Towards 100x Speedup: Full Stack Transformer Inference Optimization

Yao Fu | Website | Blog | Twitter / X

University of Edinburgh | yao.fu@ed.ac.uk

Started writing in Sep 2023, released on Dec 11 2023, last updated on May 17 2024

Thank Hao Zhang @ LMSys, Hao Peng @ UIUC, Swaroop Mishra @ GDM for insightful discussions

Imagine two companies have equally powerful models. Company A can serve the model to 10 users with 1 GPU, but company B can serve 20 users. Who will win in the long run?

Company B, because its cost is cheaper

Imagine a researcher has come up with a super smart decoding method: clever algorithm, solid math, but not compatible with FlashAttention. Can this method be used in production?

Probably not, because flash attention is essential for large scale model deployment

An in-depth understanding of transformer inference can be extremely beneficiary for both research and production. Yet in real world, large scale production is usually not so close to cutting edge research, such that people know algorithm may not know MLsys, and verse visa.

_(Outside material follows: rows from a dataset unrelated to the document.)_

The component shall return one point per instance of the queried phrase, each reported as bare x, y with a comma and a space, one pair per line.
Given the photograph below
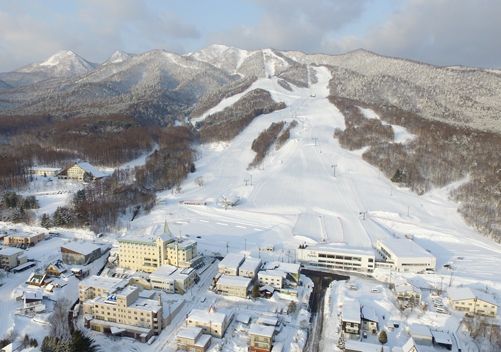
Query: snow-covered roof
230, 280
10, 251
87, 167
441, 337
250, 264
232, 260
404, 247
262, 330
351, 311
420, 331
110, 284
354, 345
466, 293
201, 315
84, 248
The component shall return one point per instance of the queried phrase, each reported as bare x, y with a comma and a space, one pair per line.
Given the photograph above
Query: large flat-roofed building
249, 267
261, 338
23, 239
172, 279
95, 286
405, 255
123, 312
231, 264
192, 339
337, 257
11, 257
211, 322
472, 302
150, 252
80, 253
237, 286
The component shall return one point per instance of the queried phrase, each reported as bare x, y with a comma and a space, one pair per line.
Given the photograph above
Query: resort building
11, 257
261, 338
237, 286
231, 264
23, 239
121, 311
337, 257
192, 339
148, 253
211, 322
405, 255
472, 302
80, 253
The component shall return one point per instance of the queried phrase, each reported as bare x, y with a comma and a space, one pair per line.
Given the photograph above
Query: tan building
237, 286
211, 322
261, 338
122, 311
149, 253
172, 279
81, 171
192, 339
472, 302
23, 239
11, 257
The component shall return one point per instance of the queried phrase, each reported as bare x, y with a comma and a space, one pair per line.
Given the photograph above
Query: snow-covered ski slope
356, 206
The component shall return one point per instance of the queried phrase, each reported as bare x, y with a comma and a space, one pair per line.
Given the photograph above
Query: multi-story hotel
148, 253
112, 306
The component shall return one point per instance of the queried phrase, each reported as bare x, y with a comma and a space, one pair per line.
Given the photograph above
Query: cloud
93, 29
293, 24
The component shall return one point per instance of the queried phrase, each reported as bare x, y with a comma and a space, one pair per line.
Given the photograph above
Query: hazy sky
443, 32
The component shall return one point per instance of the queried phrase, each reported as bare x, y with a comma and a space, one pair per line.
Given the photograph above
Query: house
421, 334
350, 317
405, 255
44, 171
37, 279
80, 253
172, 279
261, 338
250, 267
237, 286
11, 258
192, 339
211, 322
231, 263
124, 312
370, 320
472, 302
81, 171
147, 253
55, 269
24, 239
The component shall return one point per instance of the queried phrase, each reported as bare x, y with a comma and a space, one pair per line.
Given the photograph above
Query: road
321, 280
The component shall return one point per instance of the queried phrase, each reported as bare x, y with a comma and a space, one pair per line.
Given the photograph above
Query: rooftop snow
262, 330
205, 316
232, 260
108, 283
351, 311
403, 247
84, 248
230, 280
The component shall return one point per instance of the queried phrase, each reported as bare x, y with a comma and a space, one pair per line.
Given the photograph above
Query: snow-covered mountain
161, 83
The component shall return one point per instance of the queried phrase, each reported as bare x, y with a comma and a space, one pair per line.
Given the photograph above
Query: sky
441, 32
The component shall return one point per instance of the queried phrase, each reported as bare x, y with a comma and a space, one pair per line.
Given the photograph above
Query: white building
237, 286
250, 267
172, 279
211, 322
337, 257
405, 255
231, 263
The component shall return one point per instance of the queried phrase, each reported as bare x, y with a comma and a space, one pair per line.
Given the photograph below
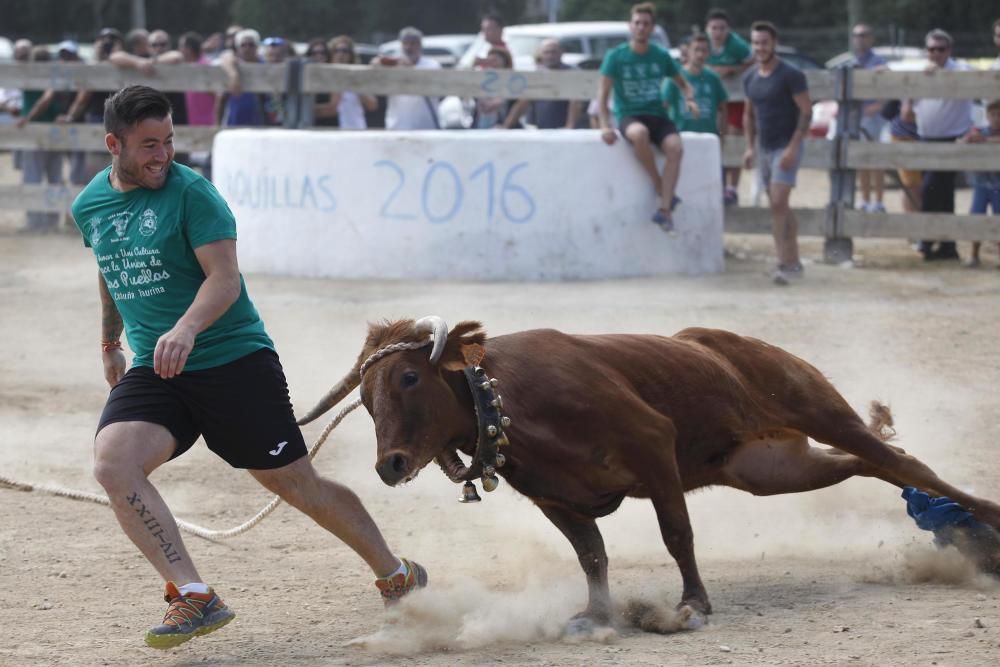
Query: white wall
485, 205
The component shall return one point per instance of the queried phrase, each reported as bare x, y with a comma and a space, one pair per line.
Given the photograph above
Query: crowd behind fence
841, 155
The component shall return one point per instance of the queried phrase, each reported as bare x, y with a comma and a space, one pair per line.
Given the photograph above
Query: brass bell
469, 494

In this post, we discuss full-stack transformer inference optimization, from hardware specs like A100 memory hierarchy, to MLSys methods like FlashAttention and vLLM, to model architectures like Mixture of Experts, to decoding algorithms like Speculative Decoding and its variants. We identify the most foundamental fact that transformer inference is memory bound, and most of the optimization, either from MLSys or from modeling, is based on / exploiting this fact. Like adding buffs in an RPG game, we see how transformer inference is scaled and speed up, step by step.

Cite this work

Table of Content

1 - Hardware: inference on GPUs 1.1 - Preliminary 1.1.1 - GPU architecture 1.1.2 - GPU programming basics 1.1.3 - Compute v.s. memory bound 1.2 - Transformer inference basics 1.2.1 - Prefilling and decoding 1.2.2 - Transformer inference is memory bound 1.2.3 - Memory layout 1.2.4 - Online and offline inference, throughput v.s. latency 1.2.5 - Context length scaling 2 - MLSys: Flash attention and vLLM 2.1 - vLLM and Paged attention 2.2 - Flash attention 2.3 - Flash Decoding 3 - Modeling: architecture and decoding algorithm 3.1 - Classical methods 3.1.1 - Distillation and sparse attention 3.1.2 - Quantization 3.1.3 - Multi-query attention and group-query attention 3.2 - Advanced techniques 3.2.1 - Mixture of experts 3.2.2 - Early exit 3.2.3 - Blockwise decoding 4 - What we have not yet covered 5 - Personal pick Conclusion References

1 - Hardware: inference on GPUs

We start with a discussion of GPU architecture, particularly its memory hierarchy. We identify two important patterns: compute bound and memory bound, and discuss why large transformer inference is memory bound. Then most of the optimization is based on the foundamental knowledge that transformer inference is memory bound, such as as long as we improve the flop utilization we can improve efficiency.

1.1 - Preliminary

1.1.1 - GPU architecture

Overall it looks like this

Basics: DRAM, L2 cache, and SM

Comparison to CPU

SM is simialr to CPU cores, but with significantly larger level of parallelism
L2 cache and DRAM is simialr to CPU L2 and DRAM
In FlashAttention paper, L2 L1 is called SRAM

A100 80G SXM

108 SM, DRAM 80G, 40M L2 cache

What’s inside an SM?

L1 cache: instruction and data

Tensor core: where matrix multiplication happens. Recall that neural network computation is basically gigantic batchs of matrix multiplication

1.1.2 - GPU programming basics

When performing model.generate(prompt) we do

Memory access:

load model weights from HBM to L2 cache to SM

Compute:

perform a matrix multiplication in SM, SM asks tensor core to do it
Which operation takes more time? Actually it is the memory access.
We will show that when running transformer inference, most of the time is spent on waiting to move model parameters / activation from / to the memory, rather than the actual computation

A100:

108 SM, DRAM 80G, 40M L2 cache
bf16 tensor core: 312 trillion float point operation per second (tflops)
DRAM memory bandwidth 2039 GB/sec = 2.039T /sec

If the model is large, we split it into multiple GPUs, say two, where the two GPUs are connected by NVLink

NVLink 300GB/sec = 0.3T / sec

We roughly observe the speed hierarchy. Although they are not directly comparible, their orders of magnitude difference is the major places we need to optimize:

312T (SM compute) > 2.03T (DRAM memory access) > 0.3T = 300G (NVLink cross-device communication) > 60G (PCIe cross-device communication)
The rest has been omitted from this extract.